Sauvegarder la « blancheur » de l’armée

Lors d’une conférence de presse, le général Adel Emara, membre du Conseil militaire, a attribué ces événements à « des éléments contre-révolutionnaires qui cherchent à disperser les efforts du Conseil militaire et à créer une crise entre le peuple et l’armée ». Emara a également affirmé que la police militaire n’était pas armée et n’avait pas tiré à balles réelles, attribuant les cas de blessures à des jets de pierres de la part des manifestants.

L’arrestation, le lendemain, de l’homme d’affaires Ibrahim Kamel, un magnat de l’ex-parti au pouvoir (Parti national démocrate), ainsi que de trois de ses proches est en harmonie avec les accusations qui ont visé des éléments de ce parti, les présentant comme des « agents de la contre-révolution ».

« L’implication d’un membre du PND dans les incidents est la preuve qu’il s’agit d’une nouvelle manœuvre de la part des antirévolutionnaires », estime le chercheur Ammar Ali Hassan. « Ce scénario était prévu depuis la chute du président Hosni Moubarak. Celui-ci disait craindre le chaos et justifiait ainsi son refus de quitter le pouvoir. Aujourd’hui, ses partisans cherchent à lui donner raison en sapant les bonnes relations entre le peuple et l’armée », ajoute-t-il.

Une analyse partagée par plusieurs leaders politiques actifs à la place Tahrir. « Plusieurs anciens responsables proches de Moubarak subissent actuellement des interrogatoires ou sont détenus pour corruption. Les caciques de l’ancien régime tombent un à un et l’étau se resserre sur ceux qui restent. Parallèlement, la population fait confiance à l’institution militaire et au gouvernement de Essam Charaf, premier ministre, et c’est justement cette confiance que les antirévolutionnaires veulent ébranler », note à son tour Georges Isaac, cofondateur du mouvement Kéfaya.

Déjà, ces incidents ont provoqué une radicalisation des manifestations, dont certaines continuent à occuper la place Tahrir et refusent de la quitter avant que leurs revendications ne soient satisfaites. Des revendications qui se précisent un peu plus chaque jour. « Nous réclamons la fondation d’un conseil présidentiel civil pour diriger le pays lors de cette phase de transition jusqu’à la tenue d’élections législatives et présidentielles », souligne Amr Chawqi, l’un des manifestants ayant vécu les incidents de ce 9 avril.
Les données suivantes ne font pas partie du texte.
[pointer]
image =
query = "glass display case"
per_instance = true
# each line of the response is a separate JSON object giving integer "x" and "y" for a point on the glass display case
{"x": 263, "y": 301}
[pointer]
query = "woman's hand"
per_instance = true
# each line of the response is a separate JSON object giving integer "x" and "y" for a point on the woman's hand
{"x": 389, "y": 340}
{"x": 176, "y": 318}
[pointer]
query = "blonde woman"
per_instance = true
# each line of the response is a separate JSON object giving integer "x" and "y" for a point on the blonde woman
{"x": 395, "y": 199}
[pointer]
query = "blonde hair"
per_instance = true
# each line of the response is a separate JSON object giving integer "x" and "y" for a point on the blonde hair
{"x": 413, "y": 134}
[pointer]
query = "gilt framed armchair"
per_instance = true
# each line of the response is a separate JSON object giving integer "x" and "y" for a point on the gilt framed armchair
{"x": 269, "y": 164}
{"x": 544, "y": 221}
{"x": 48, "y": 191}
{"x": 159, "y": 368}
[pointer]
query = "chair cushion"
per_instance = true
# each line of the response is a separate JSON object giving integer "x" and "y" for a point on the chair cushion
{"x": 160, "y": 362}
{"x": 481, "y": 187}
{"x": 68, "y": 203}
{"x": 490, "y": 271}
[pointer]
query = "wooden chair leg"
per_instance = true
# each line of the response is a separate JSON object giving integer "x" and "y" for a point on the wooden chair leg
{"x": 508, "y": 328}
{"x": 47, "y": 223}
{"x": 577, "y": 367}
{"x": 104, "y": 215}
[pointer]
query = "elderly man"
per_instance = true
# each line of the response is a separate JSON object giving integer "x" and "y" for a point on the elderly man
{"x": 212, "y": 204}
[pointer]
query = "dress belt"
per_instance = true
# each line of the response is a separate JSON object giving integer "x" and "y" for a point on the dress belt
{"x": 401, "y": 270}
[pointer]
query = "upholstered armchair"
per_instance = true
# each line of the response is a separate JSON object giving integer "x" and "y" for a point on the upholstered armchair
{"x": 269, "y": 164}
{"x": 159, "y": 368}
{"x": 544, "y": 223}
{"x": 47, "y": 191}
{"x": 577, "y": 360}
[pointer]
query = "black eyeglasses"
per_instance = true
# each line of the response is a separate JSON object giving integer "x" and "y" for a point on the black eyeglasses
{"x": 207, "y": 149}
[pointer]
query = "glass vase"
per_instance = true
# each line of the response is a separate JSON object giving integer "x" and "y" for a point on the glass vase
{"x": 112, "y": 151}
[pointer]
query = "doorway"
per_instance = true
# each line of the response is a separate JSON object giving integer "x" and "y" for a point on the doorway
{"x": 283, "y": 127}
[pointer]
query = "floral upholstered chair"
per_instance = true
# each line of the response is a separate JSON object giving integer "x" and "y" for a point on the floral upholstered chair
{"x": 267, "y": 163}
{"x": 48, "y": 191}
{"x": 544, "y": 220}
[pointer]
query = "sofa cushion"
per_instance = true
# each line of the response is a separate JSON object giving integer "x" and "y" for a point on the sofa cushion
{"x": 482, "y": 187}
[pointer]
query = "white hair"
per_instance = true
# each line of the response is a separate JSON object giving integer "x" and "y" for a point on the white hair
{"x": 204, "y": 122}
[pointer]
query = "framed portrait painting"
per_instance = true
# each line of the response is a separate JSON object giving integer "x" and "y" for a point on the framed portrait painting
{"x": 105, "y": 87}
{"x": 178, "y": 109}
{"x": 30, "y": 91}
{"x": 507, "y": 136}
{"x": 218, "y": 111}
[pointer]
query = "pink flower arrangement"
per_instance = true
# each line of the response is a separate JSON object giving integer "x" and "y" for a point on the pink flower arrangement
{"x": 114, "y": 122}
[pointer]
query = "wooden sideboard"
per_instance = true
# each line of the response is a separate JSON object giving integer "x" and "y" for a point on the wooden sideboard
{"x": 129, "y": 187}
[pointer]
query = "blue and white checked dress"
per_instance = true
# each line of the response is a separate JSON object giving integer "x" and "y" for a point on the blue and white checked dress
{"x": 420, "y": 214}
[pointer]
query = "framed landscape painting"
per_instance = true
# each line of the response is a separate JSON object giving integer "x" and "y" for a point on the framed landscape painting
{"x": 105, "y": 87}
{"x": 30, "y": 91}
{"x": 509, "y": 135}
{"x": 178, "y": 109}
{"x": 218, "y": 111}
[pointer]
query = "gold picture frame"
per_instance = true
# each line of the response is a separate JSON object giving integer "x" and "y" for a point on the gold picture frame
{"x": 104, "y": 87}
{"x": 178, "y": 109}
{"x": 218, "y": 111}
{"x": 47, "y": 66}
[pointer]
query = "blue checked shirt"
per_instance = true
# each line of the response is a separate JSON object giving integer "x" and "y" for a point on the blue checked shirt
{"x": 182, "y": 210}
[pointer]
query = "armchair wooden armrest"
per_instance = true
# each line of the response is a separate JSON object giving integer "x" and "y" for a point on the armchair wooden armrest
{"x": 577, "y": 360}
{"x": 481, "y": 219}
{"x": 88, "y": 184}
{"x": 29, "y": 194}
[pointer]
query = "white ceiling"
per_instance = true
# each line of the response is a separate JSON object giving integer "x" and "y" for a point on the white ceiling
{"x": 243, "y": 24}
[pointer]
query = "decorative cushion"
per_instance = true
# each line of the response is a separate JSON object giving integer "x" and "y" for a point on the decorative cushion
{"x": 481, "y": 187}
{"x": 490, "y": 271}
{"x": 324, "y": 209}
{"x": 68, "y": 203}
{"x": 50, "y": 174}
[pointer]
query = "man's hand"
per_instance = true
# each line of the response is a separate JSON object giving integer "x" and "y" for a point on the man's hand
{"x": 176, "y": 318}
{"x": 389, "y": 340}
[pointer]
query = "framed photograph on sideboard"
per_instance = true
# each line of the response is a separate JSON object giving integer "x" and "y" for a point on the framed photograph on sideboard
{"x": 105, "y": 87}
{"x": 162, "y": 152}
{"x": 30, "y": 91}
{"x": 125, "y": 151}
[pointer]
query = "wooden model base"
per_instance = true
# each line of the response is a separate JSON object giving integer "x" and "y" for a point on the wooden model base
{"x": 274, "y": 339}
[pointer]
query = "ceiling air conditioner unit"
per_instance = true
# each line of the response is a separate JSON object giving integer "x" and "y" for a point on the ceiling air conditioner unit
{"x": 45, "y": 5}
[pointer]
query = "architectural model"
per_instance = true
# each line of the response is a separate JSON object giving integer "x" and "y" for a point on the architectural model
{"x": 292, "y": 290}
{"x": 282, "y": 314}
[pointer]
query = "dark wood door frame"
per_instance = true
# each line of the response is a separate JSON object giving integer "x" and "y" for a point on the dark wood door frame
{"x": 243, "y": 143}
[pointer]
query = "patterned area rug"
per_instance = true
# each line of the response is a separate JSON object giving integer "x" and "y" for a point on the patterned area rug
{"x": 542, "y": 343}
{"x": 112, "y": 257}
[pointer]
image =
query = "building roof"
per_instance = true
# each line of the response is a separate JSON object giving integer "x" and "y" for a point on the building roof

De son côté, Nasser Abdel-Hamid, membre de la « Coalition des jeunes de la révolution de 25 janvier », insiste à ne pas confondre l’armée et le Conseil militaire. « Notre contestation de la performance politique du Conseil suprême des forces armées, qui traîne à traduire en justice les membres de l’ancien régime, ne change en rien notre soutien à l’armée en tant qu’institution », explique-t-il. Dans ce cadre, la coalition des jeunes de la révolution a décidé de suspendre le dialogue avec le Conseil militaire jusqu’à ce que les responsables des incidents de Tahrir soient jugés.

Bien que l’armée ait menacé de faire évacuer « par la force et avec fermeté » la place Tahrir afin d’assurer un retour à la normale dans la capitale, pendant deux nuits consécutives, des milliers de manifestants ont continué à défier cette mise en garde. Les militaires se sont toutefois abstenus de continuer les violences.